At Diamond, we call this our outside-in approach. Instead of creating a product in a boardroom then surveying the end-user for feedback, we start with the end user first and work to uncover their unmet needs, strategically making products to solve their challenges and enhance their efficiency and agility.
We interact with our customer’s customers so we always understand how our product solutions deliver value throughout the entire value chain.
Working in the field allows us to collaboratively imagine opportunities, brainstorm solution ideas and identify the most attractive opportunities to pursue.
We strategically partner with facilities through formal engagements and/or site visits & tours. A critical practice for us is conducting customer discovery interviews, which helps us get to the root cause of pain points and uncover unknown or unimagined solutions.
Customer preference interviews helps us prioritize ideas and narrow the scope of our focus. We want to ensure that we are focusing on solutions our target market wants. We recognize that sometimes what customers want and what companies think they want can be two very different things.

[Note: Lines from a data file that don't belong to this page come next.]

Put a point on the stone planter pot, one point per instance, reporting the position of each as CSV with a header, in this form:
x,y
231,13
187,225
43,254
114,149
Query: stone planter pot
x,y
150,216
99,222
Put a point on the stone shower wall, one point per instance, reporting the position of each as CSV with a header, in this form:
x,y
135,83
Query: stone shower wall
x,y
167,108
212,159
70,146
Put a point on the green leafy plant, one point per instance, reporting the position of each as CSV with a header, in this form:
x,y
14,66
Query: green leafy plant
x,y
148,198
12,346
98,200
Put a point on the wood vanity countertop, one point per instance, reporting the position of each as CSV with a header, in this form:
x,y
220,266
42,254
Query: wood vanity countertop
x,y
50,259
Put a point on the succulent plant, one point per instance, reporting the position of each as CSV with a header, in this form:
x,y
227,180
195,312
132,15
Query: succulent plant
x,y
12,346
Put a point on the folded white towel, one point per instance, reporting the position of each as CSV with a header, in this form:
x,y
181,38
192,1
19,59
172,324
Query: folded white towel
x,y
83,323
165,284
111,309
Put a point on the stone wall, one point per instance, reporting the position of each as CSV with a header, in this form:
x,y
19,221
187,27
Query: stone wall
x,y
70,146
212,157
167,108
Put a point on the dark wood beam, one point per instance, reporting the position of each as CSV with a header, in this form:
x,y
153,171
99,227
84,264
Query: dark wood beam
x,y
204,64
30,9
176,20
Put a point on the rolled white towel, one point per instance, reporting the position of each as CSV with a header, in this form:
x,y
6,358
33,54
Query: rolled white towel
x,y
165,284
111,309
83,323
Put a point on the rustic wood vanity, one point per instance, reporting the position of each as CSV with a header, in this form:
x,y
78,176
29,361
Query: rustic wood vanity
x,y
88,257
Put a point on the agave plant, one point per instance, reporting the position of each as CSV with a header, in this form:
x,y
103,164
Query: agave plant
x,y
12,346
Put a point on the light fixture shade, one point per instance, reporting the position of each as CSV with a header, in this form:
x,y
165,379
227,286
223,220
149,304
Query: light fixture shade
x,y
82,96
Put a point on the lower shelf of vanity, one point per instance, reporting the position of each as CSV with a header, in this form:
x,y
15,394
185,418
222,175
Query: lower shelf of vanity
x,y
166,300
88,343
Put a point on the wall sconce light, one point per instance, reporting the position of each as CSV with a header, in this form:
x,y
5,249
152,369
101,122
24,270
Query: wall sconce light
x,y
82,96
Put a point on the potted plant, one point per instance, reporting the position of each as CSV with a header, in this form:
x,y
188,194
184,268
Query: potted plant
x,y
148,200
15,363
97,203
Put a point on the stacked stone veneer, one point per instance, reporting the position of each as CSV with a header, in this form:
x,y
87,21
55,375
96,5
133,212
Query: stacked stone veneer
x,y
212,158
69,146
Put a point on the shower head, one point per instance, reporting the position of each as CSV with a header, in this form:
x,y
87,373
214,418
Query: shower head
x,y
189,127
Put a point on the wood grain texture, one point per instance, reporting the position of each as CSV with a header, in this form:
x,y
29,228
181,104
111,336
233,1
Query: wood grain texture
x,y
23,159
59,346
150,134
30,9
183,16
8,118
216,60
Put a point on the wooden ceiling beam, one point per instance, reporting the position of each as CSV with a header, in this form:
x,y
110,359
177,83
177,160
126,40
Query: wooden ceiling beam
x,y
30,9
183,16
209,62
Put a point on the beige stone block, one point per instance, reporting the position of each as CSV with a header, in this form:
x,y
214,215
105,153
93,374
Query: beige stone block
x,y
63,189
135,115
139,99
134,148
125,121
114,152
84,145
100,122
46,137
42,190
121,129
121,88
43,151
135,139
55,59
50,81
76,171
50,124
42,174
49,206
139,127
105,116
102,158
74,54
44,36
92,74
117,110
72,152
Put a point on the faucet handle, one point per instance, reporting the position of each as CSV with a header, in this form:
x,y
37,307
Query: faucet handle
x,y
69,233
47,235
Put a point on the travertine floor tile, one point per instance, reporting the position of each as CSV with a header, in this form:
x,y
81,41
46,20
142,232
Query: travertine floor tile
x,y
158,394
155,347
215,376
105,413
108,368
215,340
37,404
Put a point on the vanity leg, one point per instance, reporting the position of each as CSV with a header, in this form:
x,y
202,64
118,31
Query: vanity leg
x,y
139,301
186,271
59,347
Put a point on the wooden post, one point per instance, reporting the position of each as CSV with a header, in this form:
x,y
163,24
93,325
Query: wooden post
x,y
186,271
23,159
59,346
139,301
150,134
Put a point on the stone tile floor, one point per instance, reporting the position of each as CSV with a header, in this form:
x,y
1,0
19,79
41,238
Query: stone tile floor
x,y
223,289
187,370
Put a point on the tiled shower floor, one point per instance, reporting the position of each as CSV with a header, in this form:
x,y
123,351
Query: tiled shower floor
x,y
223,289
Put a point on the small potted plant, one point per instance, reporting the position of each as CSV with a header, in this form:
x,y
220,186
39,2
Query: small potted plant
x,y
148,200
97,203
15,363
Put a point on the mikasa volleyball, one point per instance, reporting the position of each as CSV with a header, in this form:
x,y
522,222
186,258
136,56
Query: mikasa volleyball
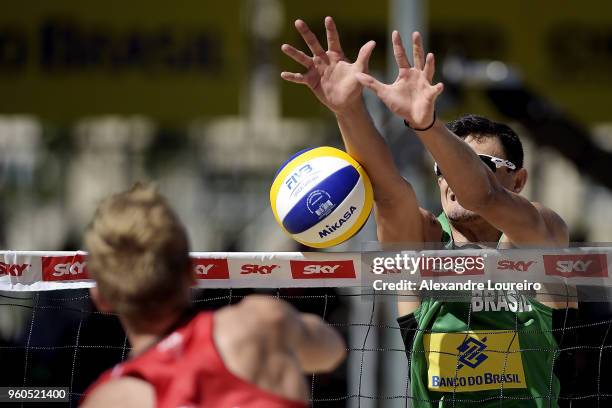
x,y
321,197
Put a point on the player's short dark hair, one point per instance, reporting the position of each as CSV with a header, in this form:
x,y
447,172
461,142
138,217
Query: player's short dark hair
x,y
481,127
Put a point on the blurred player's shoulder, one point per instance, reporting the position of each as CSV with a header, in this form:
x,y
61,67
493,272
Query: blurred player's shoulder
x,y
122,392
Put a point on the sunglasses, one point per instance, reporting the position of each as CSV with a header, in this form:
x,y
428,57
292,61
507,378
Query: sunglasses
x,y
492,162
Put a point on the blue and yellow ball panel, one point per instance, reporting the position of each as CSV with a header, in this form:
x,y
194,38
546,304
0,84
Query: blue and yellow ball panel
x,y
321,197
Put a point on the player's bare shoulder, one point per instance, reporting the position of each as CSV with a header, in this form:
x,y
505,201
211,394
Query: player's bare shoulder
x,y
555,224
432,230
122,392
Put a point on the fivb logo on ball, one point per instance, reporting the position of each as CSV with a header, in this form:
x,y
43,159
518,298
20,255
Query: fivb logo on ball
x,y
321,197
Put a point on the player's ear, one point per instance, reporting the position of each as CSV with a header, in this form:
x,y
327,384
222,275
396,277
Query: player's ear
x,y
520,179
101,303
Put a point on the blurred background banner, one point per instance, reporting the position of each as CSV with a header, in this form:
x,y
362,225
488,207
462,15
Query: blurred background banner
x,y
66,59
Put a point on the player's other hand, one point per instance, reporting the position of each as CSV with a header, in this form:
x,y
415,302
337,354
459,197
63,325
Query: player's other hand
x,y
412,96
329,74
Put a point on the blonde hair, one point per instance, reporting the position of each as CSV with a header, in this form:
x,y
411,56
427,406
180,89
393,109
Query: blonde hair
x,y
139,254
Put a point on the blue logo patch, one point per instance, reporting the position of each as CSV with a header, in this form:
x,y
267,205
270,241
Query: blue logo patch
x,y
471,352
319,203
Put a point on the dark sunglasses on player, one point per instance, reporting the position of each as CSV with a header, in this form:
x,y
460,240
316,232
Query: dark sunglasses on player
x,y
492,162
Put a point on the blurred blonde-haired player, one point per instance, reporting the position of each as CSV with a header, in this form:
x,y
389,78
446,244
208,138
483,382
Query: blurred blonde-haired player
x,y
252,354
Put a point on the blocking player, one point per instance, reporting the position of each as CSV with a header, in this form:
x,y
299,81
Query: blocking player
x,y
480,176
252,354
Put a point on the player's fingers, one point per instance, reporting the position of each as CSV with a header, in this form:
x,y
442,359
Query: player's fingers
x,y
430,67
418,54
369,82
333,38
398,51
311,40
438,88
363,58
293,77
297,55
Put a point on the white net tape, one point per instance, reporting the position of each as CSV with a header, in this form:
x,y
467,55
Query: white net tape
x,y
36,270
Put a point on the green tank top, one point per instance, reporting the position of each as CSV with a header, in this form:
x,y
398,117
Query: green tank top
x,y
489,348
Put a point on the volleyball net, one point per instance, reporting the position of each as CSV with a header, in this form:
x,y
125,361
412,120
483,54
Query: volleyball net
x,y
51,335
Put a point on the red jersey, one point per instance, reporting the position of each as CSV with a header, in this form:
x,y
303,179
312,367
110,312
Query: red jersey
x,y
186,370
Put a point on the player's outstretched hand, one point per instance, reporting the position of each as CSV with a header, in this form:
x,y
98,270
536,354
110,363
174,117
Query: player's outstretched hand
x,y
329,74
411,96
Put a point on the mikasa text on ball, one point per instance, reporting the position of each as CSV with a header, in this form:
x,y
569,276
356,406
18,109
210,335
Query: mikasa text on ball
x,y
321,197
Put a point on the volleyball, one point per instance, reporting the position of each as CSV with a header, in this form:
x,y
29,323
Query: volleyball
x,y
321,197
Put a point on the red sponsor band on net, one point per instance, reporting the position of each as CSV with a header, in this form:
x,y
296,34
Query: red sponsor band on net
x,y
22,270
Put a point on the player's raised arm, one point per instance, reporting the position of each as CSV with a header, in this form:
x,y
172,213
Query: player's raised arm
x,y
412,96
333,80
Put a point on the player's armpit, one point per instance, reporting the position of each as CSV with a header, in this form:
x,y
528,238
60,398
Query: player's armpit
x,y
123,392
523,222
398,216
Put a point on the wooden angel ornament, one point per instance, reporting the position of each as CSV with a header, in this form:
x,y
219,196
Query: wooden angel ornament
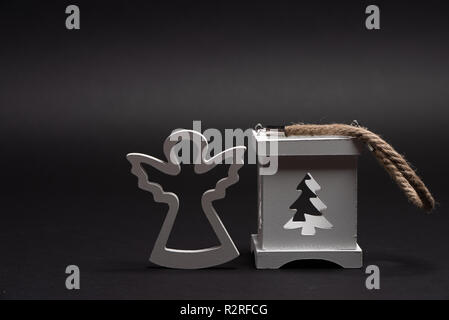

From the data collected from the discovery and preference interviews, together with our market research, we create detailed product design objectives and understand and compare against current competitive products.
We separate brainstorming of “product development” from brainstorming of “technical manufacturing”. One is related to science, whereas the other is related to the customer. We analyze raw material, manufacturing processes, design & value engineering, quality, finishing, and manufacturing geography - all to maximize value to our customers.
The fun part. Product development turns into prototypes, try-storming sessions, pre-launch trials and commercialization into appropriate market segments through targeted launches.